Decoding Genuine Ceramic Pad Formulations- Materials and Processing 2021-01-1277

The need to develop genuine ceramic composites for PV applications arose to overcome the challenges associated with traditional semi-metallic pads. The main focus is to achieve better performance, low noise, better pad and rotor wear, and low dust compared to semi- metallic pads. In general, brake pads convert kinetic energy to thermal energy through friction, and operating temperature in semi-metallic brake pads is higher due to the presence of steel having high thermal conductivity. Over the last decade, the customer preference has moved over to ceramic pads due to light coloured pad surface, low rotor and pad wear and low dust compared to semi-metallic pads.
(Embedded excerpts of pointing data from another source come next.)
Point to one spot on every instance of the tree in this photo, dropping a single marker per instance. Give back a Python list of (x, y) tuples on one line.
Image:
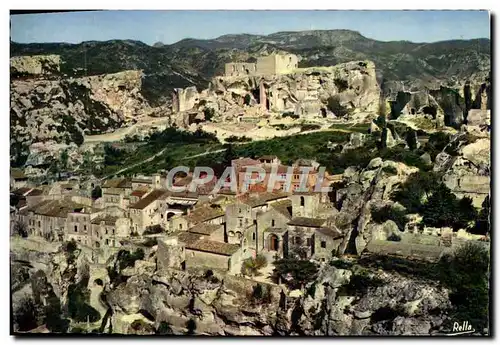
[(300, 272), (229, 155), (164, 328), (25, 315), (96, 192), (20, 228), (411, 138), (64, 159), (251, 266), (333, 104)]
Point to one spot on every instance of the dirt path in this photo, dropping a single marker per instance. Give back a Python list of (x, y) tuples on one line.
[(149, 159), (121, 133)]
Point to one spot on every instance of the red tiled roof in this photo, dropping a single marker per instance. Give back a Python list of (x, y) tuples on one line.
[(148, 199)]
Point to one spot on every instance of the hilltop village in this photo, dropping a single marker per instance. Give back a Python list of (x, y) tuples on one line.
[(141, 253)]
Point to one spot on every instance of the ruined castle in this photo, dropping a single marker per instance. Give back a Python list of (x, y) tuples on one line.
[(265, 65)]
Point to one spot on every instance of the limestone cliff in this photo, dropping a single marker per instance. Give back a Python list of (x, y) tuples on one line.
[(138, 299), (49, 107), (305, 92)]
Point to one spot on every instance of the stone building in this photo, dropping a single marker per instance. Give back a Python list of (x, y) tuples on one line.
[(265, 65), (145, 212), (109, 230)]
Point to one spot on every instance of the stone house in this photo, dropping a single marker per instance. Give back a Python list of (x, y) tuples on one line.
[(109, 230), (18, 179), (313, 238), (203, 214), (46, 219), (79, 226), (145, 212), (271, 229), (201, 252)]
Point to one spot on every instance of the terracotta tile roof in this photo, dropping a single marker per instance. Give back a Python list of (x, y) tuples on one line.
[(261, 199), (148, 199), (21, 191), (284, 207), (199, 243), (267, 157), (35, 192), (107, 219), (139, 192), (142, 180), (56, 208), (204, 213), (330, 232), (310, 222), (17, 174), (113, 191), (242, 162), (205, 229), (117, 183)]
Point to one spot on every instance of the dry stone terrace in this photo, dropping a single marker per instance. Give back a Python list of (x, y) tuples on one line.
[(202, 229)]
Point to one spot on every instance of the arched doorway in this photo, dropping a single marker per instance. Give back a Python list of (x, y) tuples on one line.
[(273, 243)]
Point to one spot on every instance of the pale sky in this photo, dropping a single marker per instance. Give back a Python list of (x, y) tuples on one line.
[(172, 26)]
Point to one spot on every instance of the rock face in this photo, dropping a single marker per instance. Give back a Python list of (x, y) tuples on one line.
[(63, 110), (139, 299), (384, 304), (468, 173), (304, 92), (365, 189), (36, 65)]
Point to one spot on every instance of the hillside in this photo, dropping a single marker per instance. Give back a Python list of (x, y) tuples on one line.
[(193, 61)]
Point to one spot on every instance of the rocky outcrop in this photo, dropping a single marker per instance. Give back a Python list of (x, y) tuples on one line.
[(64, 110), (305, 92), (468, 172), (357, 301), (370, 187), (36, 65)]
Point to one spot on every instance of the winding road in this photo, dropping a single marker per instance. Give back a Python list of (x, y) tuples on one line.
[(156, 155)]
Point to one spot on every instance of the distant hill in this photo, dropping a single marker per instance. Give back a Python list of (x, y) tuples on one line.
[(195, 61)]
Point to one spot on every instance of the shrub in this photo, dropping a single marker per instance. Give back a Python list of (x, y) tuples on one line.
[(300, 271), (209, 114), (309, 127), (466, 274), (383, 214), (251, 266), (333, 104), (389, 169)]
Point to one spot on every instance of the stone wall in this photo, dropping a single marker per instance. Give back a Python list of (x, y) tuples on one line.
[(234, 69)]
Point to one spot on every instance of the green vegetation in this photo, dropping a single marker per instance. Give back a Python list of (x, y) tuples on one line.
[(357, 127), (383, 214), (260, 294), (300, 271), (251, 266), (333, 104), (425, 194), (236, 139)]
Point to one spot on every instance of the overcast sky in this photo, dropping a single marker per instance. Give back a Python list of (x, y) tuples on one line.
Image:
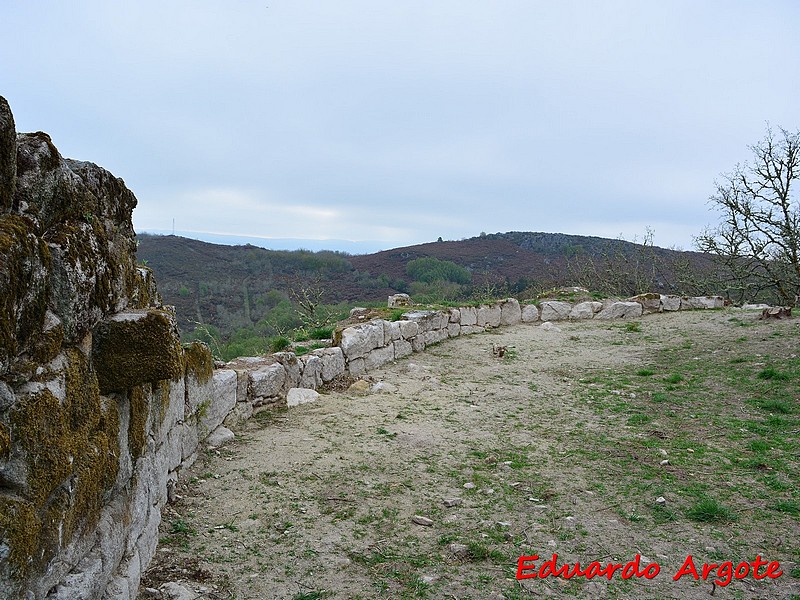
[(400, 122)]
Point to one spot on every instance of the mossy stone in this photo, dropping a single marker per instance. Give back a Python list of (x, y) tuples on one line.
[(137, 347), (72, 456), (24, 286), (199, 362)]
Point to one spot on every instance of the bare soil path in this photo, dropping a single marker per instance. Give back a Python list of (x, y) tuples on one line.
[(556, 448)]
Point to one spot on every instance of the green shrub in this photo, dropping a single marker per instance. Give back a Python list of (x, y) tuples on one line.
[(430, 269), (279, 343)]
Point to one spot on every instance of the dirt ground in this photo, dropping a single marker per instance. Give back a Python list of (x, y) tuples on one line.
[(555, 448)]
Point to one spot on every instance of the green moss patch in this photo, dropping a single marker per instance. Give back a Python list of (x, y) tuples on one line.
[(72, 456), (199, 362), (24, 268), (136, 348)]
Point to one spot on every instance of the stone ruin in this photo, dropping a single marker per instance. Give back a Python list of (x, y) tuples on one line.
[(101, 407)]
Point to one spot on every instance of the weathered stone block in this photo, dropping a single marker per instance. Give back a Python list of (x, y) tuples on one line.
[(489, 316), (621, 310), (267, 381), (510, 312), (670, 303), (702, 302), (360, 339), (391, 331), (292, 367), (356, 367), (138, 347), (585, 310), (651, 303), (298, 396), (530, 313), (333, 363), (470, 329), (378, 357), (399, 301), (408, 329), (402, 348), (469, 316), (311, 371)]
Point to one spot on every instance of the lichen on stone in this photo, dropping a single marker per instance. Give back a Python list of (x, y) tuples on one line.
[(135, 348), (72, 456), (5, 441), (199, 361), (137, 430)]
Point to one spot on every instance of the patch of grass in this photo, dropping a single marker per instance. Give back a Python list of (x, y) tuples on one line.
[(321, 333), (770, 373), (709, 510), (181, 527), (787, 506), (774, 406), (312, 595), (478, 552), (639, 419)]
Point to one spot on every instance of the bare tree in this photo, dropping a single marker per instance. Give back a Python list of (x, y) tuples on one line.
[(758, 238), (307, 297)]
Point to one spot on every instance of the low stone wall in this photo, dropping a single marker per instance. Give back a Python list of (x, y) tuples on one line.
[(366, 346)]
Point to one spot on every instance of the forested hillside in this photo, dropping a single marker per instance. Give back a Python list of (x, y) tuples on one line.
[(240, 297)]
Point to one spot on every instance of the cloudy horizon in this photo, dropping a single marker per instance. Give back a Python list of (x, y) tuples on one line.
[(399, 123)]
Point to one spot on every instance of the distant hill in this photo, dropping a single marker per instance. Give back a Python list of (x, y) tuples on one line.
[(232, 288)]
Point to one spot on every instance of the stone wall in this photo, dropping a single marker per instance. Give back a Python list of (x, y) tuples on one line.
[(100, 405), (359, 348)]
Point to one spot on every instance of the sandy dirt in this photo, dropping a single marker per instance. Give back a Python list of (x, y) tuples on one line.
[(319, 501)]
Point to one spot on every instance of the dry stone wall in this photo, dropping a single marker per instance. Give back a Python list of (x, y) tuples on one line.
[(100, 405)]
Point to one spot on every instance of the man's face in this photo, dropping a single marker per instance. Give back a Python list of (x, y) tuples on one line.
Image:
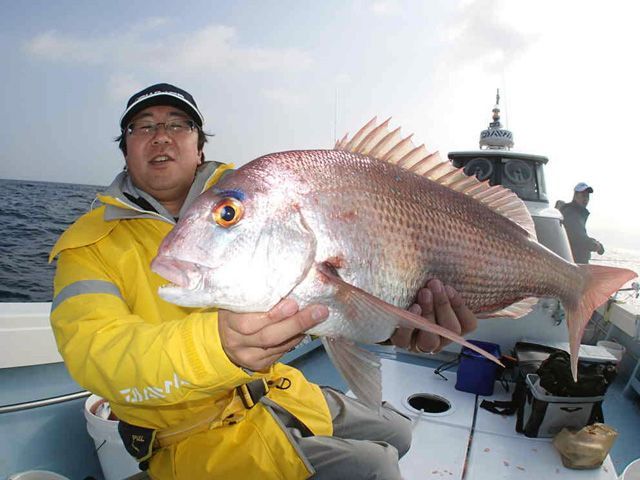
[(581, 198), (163, 164)]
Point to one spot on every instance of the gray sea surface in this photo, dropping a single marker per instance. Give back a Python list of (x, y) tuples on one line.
[(34, 214), (32, 217)]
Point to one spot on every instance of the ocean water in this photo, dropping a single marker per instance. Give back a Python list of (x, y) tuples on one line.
[(34, 214), (32, 217)]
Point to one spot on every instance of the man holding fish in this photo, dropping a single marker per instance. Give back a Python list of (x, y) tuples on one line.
[(199, 391)]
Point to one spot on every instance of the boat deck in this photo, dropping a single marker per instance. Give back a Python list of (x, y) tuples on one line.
[(471, 443)]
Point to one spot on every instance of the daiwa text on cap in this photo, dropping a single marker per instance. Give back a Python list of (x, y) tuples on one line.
[(161, 94), (581, 187)]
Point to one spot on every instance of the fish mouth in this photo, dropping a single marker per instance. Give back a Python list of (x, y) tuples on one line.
[(181, 273)]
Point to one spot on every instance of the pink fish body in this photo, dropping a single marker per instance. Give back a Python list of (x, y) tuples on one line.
[(361, 229)]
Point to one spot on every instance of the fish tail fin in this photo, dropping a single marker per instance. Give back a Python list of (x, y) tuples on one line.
[(601, 282)]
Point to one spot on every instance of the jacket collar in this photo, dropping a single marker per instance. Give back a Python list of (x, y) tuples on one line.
[(120, 195)]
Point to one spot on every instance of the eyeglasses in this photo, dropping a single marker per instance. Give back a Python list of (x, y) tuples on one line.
[(173, 127)]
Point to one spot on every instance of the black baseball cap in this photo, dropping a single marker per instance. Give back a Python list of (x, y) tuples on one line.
[(161, 94)]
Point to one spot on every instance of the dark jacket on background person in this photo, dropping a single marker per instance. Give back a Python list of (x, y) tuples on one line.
[(575, 219)]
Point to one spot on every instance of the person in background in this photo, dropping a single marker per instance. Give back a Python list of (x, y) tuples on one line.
[(575, 218), (200, 393)]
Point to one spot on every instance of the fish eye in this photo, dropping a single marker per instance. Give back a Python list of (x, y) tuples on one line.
[(228, 212)]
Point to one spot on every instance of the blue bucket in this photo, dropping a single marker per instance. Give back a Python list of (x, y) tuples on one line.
[(477, 374)]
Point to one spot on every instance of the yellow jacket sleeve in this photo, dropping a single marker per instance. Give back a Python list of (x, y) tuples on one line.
[(125, 343)]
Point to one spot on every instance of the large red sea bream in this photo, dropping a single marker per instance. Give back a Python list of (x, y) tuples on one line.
[(362, 228)]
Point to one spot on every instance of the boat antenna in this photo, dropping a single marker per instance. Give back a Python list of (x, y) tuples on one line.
[(496, 137)]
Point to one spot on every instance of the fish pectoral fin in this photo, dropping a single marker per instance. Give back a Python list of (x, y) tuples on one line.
[(515, 310), (362, 306), (360, 368)]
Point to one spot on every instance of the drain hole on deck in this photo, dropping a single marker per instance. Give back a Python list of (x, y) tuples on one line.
[(429, 403)]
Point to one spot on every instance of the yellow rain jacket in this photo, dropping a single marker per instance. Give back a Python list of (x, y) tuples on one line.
[(161, 365)]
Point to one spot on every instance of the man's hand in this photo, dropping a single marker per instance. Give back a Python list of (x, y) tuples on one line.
[(439, 304), (257, 340)]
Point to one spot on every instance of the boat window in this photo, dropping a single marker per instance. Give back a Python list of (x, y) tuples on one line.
[(480, 167), (520, 177), (552, 235)]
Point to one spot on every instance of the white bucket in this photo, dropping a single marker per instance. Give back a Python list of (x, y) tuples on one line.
[(37, 475), (613, 348), (114, 459), (632, 472)]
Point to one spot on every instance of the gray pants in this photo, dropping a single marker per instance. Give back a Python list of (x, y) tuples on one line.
[(365, 444)]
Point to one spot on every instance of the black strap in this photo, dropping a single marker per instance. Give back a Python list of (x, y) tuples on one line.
[(500, 407), (251, 393)]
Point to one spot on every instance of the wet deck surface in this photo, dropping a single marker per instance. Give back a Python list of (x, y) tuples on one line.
[(495, 449)]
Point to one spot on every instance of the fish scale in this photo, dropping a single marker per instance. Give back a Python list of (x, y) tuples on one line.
[(362, 235)]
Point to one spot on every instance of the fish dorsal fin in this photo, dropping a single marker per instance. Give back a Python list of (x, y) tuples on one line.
[(379, 142)]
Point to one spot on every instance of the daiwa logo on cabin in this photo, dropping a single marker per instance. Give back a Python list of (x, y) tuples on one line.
[(496, 133)]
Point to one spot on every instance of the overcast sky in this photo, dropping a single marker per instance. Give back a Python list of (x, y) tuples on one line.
[(267, 75)]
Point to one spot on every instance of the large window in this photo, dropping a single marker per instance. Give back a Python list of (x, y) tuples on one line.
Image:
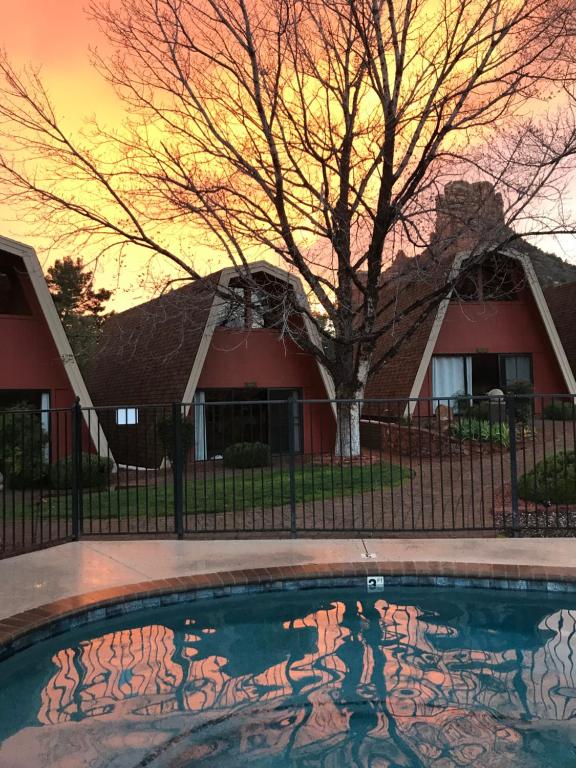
[(454, 375), (227, 416)]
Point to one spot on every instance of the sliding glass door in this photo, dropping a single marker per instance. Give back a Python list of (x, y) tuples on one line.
[(451, 377)]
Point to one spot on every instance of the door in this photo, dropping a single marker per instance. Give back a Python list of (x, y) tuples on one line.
[(279, 421), (515, 369)]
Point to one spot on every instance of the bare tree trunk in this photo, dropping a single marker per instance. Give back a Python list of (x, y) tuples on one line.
[(348, 429), (348, 411)]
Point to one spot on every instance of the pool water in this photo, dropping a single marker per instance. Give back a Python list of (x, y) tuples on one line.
[(404, 678)]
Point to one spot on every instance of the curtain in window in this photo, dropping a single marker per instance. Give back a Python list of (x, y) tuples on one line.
[(451, 376), (200, 425)]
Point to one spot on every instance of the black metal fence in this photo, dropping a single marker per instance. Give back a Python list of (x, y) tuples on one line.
[(433, 467)]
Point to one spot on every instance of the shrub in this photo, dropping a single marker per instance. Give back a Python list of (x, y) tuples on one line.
[(242, 455), (95, 472), (22, 442), (166, 435), (560, 410), (479, 410), (481, 430), (551, 480)]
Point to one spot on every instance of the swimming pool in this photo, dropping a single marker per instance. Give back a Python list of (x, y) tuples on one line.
[(403, 678)]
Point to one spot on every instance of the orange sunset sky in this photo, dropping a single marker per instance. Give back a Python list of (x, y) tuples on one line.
[(55, 35)]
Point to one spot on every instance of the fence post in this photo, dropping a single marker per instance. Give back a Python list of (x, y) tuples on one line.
[(177, 469), (511, 412), (77, 511), (292, 421)]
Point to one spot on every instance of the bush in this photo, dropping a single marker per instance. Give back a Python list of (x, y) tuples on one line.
[(95, 472), (560, 410), (481, 430), (242, 455), (166, 435), (22, 442), (479, 410), (551, 480)]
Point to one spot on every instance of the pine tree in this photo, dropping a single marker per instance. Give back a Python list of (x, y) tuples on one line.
[(80, 306)]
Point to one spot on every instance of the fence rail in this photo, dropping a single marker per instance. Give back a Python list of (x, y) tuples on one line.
[(458, 466)]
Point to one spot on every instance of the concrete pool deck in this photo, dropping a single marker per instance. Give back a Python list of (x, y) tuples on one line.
[(39, 587)]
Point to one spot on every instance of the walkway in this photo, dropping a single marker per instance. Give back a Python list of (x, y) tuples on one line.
[(35, 579)]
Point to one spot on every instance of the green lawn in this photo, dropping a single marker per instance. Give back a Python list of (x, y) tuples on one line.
[(214, 492)]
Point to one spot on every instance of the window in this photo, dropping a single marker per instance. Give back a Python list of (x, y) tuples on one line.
[(451, 377), (235, 309), (126, 416), (497, 279), (516, 369), (12, 297), (254, 306)]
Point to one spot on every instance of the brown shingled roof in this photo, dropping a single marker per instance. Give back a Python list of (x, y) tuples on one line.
[(561, 300), (396, 377), (147, 352)]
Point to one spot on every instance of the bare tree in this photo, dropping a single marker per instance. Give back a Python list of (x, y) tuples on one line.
[(319, 131)]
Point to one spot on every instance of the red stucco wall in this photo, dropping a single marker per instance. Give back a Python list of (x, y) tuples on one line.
[(500, 327), (30, 360), (257, 357)]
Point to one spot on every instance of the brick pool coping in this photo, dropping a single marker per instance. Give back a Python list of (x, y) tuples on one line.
[(23, 629)]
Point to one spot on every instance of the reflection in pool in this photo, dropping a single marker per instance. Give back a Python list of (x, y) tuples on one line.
[(402, 679)]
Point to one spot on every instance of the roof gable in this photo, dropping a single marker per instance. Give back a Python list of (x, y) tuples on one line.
[(403, 376), (154, 353), (38, 284)]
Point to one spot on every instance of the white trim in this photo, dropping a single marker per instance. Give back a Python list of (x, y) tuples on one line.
[(215, 311), (432, 338), (38, 282), (543, 309)]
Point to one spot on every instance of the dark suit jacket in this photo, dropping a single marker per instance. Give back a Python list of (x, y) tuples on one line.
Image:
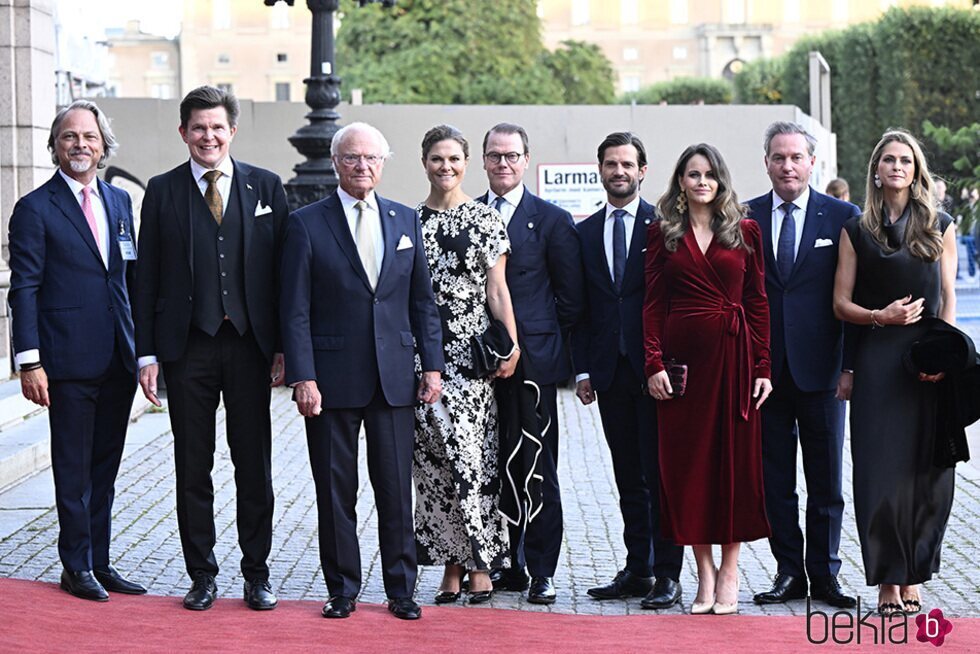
[(165, 278), (64, 301), (804, 330), (340, 333), (544, 275), (595, 341)]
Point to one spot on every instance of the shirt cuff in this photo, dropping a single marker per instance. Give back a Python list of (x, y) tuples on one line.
[(27, 356), (148, 360)]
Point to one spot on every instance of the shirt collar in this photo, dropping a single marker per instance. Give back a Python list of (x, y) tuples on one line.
[(632, 208), (226, 167), (800, 202), (76, 186), (348, 201)]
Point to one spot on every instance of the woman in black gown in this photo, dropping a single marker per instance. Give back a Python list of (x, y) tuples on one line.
[(897, 265)]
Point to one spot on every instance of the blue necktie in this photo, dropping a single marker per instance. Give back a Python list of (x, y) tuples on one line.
[(785, 255), (619, 248)]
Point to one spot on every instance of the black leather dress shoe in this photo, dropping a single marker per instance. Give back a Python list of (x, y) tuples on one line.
[(405, 608), (624, 584), (508, 579), (259, 595), (114, 582), (784, 588), (665, 593), (83, 584), (202, 593), (827, 589), (339, 607), (541, 591)]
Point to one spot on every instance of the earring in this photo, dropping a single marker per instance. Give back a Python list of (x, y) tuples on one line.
[(681, 204)]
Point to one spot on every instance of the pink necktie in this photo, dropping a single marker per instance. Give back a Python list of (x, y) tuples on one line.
[(90, 215)]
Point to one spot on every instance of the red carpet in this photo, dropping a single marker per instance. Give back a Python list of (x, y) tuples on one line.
[(46, 619)]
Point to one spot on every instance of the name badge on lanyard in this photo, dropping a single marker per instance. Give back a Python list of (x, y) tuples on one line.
[(126, 246)]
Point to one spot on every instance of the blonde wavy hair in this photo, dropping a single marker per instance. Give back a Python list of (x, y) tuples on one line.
[(922, 235), (726, 211)]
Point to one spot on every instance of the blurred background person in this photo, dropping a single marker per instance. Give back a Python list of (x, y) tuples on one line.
[(706, 308), (906, 254), (457, 483)]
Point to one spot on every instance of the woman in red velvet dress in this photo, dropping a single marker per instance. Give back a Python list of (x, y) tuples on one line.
[(706, 307)]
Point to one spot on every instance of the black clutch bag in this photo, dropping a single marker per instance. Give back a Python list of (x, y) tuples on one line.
[(677, 373), (490, 348)]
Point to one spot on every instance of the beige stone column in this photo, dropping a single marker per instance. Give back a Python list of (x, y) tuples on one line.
[(27, 106)]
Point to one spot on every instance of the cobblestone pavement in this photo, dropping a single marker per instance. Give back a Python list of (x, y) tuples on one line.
[(146, 546)]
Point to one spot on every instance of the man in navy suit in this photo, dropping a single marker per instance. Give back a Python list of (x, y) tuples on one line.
[(357, 306), (207, 310), (544, 275), (607, 350), (72, 254), (800, 230)]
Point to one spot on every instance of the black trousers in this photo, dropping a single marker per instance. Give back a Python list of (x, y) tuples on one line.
[(539, 546), (629, 420), (233, 367), (816, 420), (332, 440), (88, 420)]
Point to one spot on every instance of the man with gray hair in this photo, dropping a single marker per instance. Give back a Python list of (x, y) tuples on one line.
[(800, 233), (72, 252), (357, 306)]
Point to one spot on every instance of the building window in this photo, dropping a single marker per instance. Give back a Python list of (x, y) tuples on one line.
[(678, 12), (221, 14), (629, 12)]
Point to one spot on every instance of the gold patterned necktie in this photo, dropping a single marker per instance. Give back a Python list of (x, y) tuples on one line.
[(365, 237), (212, 196)]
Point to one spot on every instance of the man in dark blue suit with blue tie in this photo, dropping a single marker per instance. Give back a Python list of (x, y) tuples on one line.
[(800, 231), (72, 256), (544, 275), (357, 305), (607, 350)]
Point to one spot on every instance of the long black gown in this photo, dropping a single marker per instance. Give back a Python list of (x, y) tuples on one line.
[(901, 500)]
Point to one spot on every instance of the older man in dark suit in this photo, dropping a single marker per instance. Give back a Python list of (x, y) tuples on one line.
[(607, 349), (72, 253), (800, 232), (357, 306), (544, 275), (207, 308)]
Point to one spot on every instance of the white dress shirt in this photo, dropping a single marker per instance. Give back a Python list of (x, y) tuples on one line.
[(799, 217)]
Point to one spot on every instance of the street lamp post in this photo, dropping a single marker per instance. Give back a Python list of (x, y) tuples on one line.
[(316, 178)]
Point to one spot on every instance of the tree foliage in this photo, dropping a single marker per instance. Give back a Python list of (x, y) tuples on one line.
[(683, 90), (462, 52)]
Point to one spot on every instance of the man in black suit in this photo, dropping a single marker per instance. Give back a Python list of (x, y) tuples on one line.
[(544, 275), (800, 232), (207, 309), (607, 351), (357, 250), (72, 256)]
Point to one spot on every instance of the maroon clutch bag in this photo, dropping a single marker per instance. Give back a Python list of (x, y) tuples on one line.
[(677, 373)]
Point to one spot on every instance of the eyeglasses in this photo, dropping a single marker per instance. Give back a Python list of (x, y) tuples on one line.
[(351, 160), (495, 157)]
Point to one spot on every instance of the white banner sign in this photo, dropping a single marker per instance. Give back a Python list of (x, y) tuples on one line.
[(576, 188)]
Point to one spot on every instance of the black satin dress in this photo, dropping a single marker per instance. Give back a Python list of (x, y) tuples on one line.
[(901, 500)]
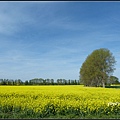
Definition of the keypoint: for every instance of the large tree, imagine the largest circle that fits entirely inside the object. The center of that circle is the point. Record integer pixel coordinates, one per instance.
(97, 68)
The traditional steel has been replaced by Aramid, engineered ceramic fibre, potassium titanate (TISMO D), lapinus fibre (RB 250) to impart similar/better performance. The current work investigates the characterisation of genuine ceramic and semi-metallic composites. Three genuine ceramic and one semi-met composite have been designed and evaluated for physical, mechanical and performance properties. All the composites have been tested on brake inertia dynamometer for AK Master (SAE J2522), AK Noise (SAEJ2521) and Wear (SAE J2707B) using a Volkswagen Golf calliper. The type of composite significantly influences friction, pad wear, rotor wear, noise and physical properties. Based on selective testing, it has been concluded that genuine ceramic composites have moderate friction, whereas friction level is higher in the semi-met composite. The pad and rotor wear rate of genuine ceramic composites is significantly lower as compared to semi-met. The noise and vibration properties of genuine ceramic pads are better than semi- met composite. The ceramic pads are also scorched for a better initial bite.